Has anyone ever encountered anything similar to this? Can anyone at least offer some explanation for this?

i_DrivesArray = GetLogicalDrives()
    i_DrivesCount = i_DrivesArray.Length


    For i_DriveNumber = 0 To i_DrivesCount - 1
        i_DriveInformation = New DriveInfo(i_DrivesArray(i_DriveNumber))

        If (i_DriveInformation.DriveType = i_DriveTargetType And i_DriveInformation.IsReady = True) Then

            If File.Exists(i_DriveInformation.Name.ToString & ci_CDIdentifiers(i_Counter).ToString) = True Then
                ci_IsCDInserted = True
                ci_PathCD = i_DriveInformation.Name.ToString
                Exit For
            End If

        End If
    Next
A: 
  • Have you considered network mapped drives? They can be very slow to respond for certain things.

  • Have you tried getting the list of drives, and then checking each drive in parallel rather than in serial? Cancel any pending requests when a result is found and return true. Since the real dvd drive will probably return right away, this would prevent any slow volumes from dragging the rest of the processes.

Joel Coehoorn
1)No network mapped drives on any of the tested machines.2)English is not my first language so excuse me if I got this wrong but the function exits after finding the right drive.
Antonio Louro
What if an earlier drive tested before the desired drive takes 8 to 10 seconds to finish?

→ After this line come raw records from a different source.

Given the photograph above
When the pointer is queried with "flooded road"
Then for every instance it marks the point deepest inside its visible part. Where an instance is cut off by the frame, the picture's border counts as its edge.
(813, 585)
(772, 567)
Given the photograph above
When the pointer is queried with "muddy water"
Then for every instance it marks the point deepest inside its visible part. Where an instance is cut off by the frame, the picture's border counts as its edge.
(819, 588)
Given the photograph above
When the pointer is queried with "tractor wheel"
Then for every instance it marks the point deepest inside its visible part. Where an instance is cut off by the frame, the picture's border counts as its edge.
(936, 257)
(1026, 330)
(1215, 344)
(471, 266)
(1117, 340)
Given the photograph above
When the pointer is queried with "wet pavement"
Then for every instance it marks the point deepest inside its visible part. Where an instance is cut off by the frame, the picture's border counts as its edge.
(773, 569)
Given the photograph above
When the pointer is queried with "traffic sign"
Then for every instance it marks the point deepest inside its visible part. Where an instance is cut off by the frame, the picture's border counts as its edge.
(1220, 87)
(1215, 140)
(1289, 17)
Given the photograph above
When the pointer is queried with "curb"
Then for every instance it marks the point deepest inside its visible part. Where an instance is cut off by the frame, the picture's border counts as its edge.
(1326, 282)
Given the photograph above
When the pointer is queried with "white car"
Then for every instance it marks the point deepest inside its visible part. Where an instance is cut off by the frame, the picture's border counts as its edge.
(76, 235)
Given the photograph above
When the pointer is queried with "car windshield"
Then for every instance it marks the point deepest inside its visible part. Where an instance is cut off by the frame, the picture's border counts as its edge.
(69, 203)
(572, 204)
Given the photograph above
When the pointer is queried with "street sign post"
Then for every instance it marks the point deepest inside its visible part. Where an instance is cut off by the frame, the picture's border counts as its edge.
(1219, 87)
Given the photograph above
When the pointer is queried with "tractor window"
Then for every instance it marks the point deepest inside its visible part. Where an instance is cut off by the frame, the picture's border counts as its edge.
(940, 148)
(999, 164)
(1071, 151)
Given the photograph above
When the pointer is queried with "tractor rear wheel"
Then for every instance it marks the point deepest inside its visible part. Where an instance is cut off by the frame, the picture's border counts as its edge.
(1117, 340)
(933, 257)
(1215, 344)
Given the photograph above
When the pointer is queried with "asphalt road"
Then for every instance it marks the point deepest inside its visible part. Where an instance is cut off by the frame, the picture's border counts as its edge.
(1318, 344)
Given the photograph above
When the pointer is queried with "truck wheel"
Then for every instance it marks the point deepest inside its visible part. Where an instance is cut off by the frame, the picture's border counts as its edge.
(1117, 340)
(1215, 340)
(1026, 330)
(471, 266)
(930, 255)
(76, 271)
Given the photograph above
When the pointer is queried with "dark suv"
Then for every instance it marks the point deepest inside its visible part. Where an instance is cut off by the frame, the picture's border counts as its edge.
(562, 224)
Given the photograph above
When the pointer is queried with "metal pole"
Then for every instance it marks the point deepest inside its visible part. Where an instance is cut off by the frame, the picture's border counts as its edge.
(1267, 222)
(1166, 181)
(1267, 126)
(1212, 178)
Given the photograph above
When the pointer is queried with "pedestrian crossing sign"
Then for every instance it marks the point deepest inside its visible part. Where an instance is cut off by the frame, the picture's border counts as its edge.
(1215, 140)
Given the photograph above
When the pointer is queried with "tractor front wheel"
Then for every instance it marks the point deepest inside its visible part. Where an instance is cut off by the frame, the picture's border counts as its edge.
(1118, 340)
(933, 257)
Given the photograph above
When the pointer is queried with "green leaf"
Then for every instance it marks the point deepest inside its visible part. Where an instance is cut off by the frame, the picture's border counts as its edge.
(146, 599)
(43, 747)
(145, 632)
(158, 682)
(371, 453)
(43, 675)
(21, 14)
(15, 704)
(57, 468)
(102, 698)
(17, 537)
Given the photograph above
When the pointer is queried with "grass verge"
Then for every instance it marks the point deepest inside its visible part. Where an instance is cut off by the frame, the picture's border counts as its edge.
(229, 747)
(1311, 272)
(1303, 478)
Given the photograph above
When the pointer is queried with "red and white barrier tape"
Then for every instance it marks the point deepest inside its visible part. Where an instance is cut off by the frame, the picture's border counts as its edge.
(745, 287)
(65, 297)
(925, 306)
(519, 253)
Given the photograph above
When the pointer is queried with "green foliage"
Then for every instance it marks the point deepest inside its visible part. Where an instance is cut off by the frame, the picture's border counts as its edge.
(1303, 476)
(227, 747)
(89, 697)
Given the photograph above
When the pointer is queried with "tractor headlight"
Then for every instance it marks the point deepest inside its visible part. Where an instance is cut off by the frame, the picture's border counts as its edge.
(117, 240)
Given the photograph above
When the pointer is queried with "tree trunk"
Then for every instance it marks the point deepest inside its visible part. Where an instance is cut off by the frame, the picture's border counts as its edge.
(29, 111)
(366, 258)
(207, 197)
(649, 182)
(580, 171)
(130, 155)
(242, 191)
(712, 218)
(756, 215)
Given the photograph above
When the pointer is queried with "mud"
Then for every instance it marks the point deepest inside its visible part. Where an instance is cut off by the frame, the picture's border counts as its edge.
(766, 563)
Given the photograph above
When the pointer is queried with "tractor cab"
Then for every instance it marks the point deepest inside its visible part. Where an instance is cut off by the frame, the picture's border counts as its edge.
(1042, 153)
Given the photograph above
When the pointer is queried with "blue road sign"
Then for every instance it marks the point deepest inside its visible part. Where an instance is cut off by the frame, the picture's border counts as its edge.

Your actual drive will have to wait for that drive to finish before it's checked. Doing this in parallel will allow you to check it right away.
Joel Coehoorn
I am sorry if I seem dumb but how would you do that? Are you talking about using threads?
Antonio Louro
Yes- check each drive in it's own thread. That way one bad-behaving volume can't hold up checking the rest of them, even if that bad volume is the first one in the list.
Joel Coehoorn
Thanks for the tip. It seems like something of a overkill for such a small feature but you may have a point as to being the safest way. It still does not answer the "why" the problem occurs, though:)
Antonio Louro
+1  A: 

Where's the cost in this code? Profiling would really help on a bad machine

I'd imagine the cost is somewhere in those DriveInfo calls - looking in reflector at the code behind DriveInfo:

.cctor seems pretty innocuous - just validates letter constraints.

.GetDriveType calls straight down into the equivalent Win32 API. Suspect this will try access the directory root since one of it's potential return results is DRIVE_NO_ROOT_DIR.

http://msdn.microsoft.com/en-us/library/aa364939.aspx

.IsReady - that appears to attempt "open" the drive root directory populate the FILE_ATTRIBUTE structure. Again that looks similar to GetDriveType - possibly expensive.

Both the latter API's have the potential to try and touch the drive filesystem. From there on down you're dependent on the behaviour of the device and it's drivers for the volume as to what "unmounted", "ready, "not ready" etc. means. e.g. trying to spin up a disk.

Since the delays are in the order of seconds I equally suspect that enumeration of the slow floppy/dvd/cd volumes is what takes the most time compared to other media types. Floppies especially used to have very long timeouts.